Les erreurs à éviter. L'erreur la plus nuisible serait que des forces politiques favorables en principe à la construction européenne oublient ou négligent ce que l'Europe unie signifie, ce qu'elle a obtenu et ce qu'elle prépare, pour la seule raison qu'ils constatent que les résultats ne correspondent pas totalement, ni pour leur ampleur ni pour leur orientation, aux objectifs de départ. Il est évident que personne n'est entièrement satisfait. Jacques Delors a reconnu que l'Europe en gestation n'est pas celle dont il avait rêvé ; mais ceci ne l'a pas empêché d'inviter fermement à voter en faveur du Traité constitutionnel d'abord, du Traité de Lisbonne ensuite. Il rappelait qu'autrefois il y avait une guerre intra-européenne tous les 20 ans, que les invasions des pays les plus faibles étaient la normalité, les destructions et les famines aussi. À l'intérieur des frontières communautaires, tout ceci a disparu. L'esprit critique et la recherche des améliorations doivent être permanents, mais sans renoncer à ce qui est acquis et que le monde entier envie Une personnalité européenne de premier plan a observé, en s'exprimant dans un cadre informel, que certaines prises de position de personnalités pro-européennes « font parfois plus de mal que les rejets ouverts de l'unité européenne » ; à son avis, dans la prochaine campagne électorale, le premier devoir doit être de positiver l'Europe.

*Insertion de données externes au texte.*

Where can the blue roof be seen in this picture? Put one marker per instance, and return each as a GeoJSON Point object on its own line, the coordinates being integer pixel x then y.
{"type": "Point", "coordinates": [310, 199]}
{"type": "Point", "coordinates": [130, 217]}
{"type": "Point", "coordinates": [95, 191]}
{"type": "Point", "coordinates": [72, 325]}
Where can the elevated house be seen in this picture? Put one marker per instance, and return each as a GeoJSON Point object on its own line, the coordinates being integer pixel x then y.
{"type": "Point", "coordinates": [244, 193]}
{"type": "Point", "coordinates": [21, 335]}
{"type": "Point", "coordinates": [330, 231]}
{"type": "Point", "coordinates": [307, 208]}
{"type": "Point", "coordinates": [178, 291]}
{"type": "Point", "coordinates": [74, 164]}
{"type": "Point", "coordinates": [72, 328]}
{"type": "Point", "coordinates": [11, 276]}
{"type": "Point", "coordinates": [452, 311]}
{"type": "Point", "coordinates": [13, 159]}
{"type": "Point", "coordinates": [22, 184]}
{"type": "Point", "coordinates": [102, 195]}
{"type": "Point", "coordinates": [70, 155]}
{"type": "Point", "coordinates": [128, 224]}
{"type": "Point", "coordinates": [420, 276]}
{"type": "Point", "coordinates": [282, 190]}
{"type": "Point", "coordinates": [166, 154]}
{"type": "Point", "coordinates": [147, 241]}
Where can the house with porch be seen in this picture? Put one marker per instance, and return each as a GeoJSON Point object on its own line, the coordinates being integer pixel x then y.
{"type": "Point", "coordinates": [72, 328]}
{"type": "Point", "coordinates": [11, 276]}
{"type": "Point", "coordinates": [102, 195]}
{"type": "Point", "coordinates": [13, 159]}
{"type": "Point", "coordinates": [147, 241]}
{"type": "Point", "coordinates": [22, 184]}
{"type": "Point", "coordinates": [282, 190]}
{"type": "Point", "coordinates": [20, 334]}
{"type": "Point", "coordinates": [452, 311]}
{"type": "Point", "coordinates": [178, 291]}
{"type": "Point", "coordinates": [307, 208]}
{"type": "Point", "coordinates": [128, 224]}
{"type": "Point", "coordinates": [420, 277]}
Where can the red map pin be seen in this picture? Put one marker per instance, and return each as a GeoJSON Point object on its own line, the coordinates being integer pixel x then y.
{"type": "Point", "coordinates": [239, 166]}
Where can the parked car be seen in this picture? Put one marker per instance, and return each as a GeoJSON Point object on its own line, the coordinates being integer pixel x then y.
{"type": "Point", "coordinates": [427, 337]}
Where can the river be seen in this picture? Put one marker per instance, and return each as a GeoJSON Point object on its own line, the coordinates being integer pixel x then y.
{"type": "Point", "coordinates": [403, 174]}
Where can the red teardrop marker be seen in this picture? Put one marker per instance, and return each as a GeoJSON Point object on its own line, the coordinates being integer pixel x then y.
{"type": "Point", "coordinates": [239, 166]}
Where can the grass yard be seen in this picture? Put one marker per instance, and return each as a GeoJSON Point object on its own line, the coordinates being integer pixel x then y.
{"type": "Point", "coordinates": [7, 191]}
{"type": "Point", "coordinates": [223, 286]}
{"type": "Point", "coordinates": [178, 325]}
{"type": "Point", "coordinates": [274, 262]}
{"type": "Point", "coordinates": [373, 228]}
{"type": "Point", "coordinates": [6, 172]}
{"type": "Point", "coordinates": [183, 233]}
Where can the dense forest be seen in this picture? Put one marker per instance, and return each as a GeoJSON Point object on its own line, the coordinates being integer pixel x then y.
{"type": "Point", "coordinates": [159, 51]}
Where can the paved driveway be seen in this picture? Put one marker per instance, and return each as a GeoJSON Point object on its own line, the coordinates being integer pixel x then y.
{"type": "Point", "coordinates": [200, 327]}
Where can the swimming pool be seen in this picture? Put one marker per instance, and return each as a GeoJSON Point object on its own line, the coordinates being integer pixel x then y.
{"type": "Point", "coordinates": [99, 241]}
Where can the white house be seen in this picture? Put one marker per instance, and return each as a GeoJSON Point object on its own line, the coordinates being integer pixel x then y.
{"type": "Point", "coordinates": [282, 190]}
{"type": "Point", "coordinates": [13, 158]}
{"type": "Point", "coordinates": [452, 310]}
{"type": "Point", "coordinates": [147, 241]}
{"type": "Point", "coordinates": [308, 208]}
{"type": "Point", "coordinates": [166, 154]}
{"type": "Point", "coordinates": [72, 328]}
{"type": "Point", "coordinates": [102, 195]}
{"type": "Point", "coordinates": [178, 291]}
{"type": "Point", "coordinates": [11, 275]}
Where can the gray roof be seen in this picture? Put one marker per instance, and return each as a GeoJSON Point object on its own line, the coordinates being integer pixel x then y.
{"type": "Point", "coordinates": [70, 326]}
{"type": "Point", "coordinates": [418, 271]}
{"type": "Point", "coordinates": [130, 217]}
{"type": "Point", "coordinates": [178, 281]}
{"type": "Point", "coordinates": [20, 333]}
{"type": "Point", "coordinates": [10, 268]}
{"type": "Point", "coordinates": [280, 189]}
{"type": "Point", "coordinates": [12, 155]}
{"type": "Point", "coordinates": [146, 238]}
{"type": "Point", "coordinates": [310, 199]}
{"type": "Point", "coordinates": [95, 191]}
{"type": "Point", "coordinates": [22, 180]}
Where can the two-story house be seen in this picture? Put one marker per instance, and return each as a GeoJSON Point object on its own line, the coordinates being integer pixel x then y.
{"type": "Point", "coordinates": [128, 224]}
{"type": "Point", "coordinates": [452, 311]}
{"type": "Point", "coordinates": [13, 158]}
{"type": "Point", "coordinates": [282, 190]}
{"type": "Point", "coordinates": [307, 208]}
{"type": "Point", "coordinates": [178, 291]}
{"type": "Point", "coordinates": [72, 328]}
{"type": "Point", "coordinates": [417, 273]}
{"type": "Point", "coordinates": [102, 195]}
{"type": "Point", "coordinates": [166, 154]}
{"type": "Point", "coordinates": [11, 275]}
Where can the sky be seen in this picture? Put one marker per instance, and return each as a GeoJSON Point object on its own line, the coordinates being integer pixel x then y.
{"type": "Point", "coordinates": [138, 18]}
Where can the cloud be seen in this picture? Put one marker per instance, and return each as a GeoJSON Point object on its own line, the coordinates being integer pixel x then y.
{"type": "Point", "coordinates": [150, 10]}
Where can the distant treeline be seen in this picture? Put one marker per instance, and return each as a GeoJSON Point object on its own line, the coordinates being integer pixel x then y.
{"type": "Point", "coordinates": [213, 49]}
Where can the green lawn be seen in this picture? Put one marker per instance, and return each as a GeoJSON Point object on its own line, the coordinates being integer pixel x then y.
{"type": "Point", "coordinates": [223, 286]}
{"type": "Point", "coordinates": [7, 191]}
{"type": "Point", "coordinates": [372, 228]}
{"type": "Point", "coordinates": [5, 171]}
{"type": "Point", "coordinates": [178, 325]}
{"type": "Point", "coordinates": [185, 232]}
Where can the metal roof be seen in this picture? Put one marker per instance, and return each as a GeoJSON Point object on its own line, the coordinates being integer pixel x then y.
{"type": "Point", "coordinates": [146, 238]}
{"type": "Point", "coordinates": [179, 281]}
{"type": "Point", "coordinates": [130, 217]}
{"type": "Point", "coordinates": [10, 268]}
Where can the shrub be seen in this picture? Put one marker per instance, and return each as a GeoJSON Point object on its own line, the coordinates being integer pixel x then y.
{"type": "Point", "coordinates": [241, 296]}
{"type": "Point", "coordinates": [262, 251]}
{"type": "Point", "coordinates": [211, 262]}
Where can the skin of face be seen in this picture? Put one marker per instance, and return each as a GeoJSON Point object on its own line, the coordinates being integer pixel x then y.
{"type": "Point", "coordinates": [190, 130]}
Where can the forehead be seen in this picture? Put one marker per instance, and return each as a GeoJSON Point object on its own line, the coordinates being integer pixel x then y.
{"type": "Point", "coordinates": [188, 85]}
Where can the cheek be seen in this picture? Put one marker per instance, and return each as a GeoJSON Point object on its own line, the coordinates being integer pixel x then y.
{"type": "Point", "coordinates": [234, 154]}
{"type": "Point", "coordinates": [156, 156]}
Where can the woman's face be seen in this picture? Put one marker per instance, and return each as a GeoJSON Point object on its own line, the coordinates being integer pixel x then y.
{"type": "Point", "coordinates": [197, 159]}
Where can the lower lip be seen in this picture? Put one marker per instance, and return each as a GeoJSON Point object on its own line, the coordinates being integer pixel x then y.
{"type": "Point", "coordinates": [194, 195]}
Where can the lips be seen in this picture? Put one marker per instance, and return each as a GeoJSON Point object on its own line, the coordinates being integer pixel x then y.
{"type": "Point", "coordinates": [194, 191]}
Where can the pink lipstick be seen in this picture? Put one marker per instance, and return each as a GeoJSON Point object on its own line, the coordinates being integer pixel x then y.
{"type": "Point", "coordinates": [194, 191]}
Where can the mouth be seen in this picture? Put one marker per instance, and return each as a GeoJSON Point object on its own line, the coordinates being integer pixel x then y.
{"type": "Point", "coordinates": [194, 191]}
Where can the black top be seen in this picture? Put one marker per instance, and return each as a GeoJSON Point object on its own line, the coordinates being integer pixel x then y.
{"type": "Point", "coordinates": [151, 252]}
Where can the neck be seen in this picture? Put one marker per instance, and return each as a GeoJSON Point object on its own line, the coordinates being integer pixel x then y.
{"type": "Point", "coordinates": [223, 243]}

Les candidats qui comprennent. Le concept cité est heureusement présent chez les candidats parlementaires de bonne foi. J'ai eu l'occasion d'assister récemment à une confrontation presque pré-électorale entre Daniel Cohn-Bendit, parlementaire européen de long cours, et Sylvie Goulard, candidate nouvelle. Lorsque quelques intervenants ont donné l'impression de glisser vers la démagogie eurosceptique, les deux candidats ont l'un et l'autre réagi en soulignant à quel point la construction européenne est en elle-même positive et indispensable pour la paix, la liberté, la démocratie et le progrès social. Leurs positions ne coïncident pas sur les voies à suivre, mais les divergences ne doivent pas faire oublier l'essentiel. Un bref entretien avec Graham Watson, président du groupe libéral, m'a laissé une impression analogue: il rejette l'idée que le passage par Strasbourg ou par Bruxelles constitue tout simplement une préparation à rebondir ensuite dans la politique nationale. Son intention est au contraire de consacrer son activité politique présente et future à la construction européenne, et il a posé sa candidature à la présidence du Parlement européen dans le but de briser le monopole PPE/Socialistes en élargissant la gamme des possibilités et l'impact politique du PE. Sans rentrer dans une discussion sur l'élément positif que peut représenter le passage par Bruxelles de personnalités politiques qui apportent ensuite dans leur activité nationale une meilleure connaissance et compréhension de la réalité européenne, il est significatif que l'orientation pro-européenne se renforce dans la classe politique britannique (d'autres exemples existent au PE, comme Andrew Duff et Richard Corbett).
Je ne reviens pas sur l'aspect de la campagne électorale évoqué dans cette rubrique d'hier: la désignation par les groupes politiques de leur candidat à la présidence de la Commission, qui représente, à mon avis, un exemple de fausse bonne idée, démocratique en apparence mais inopportune en fait.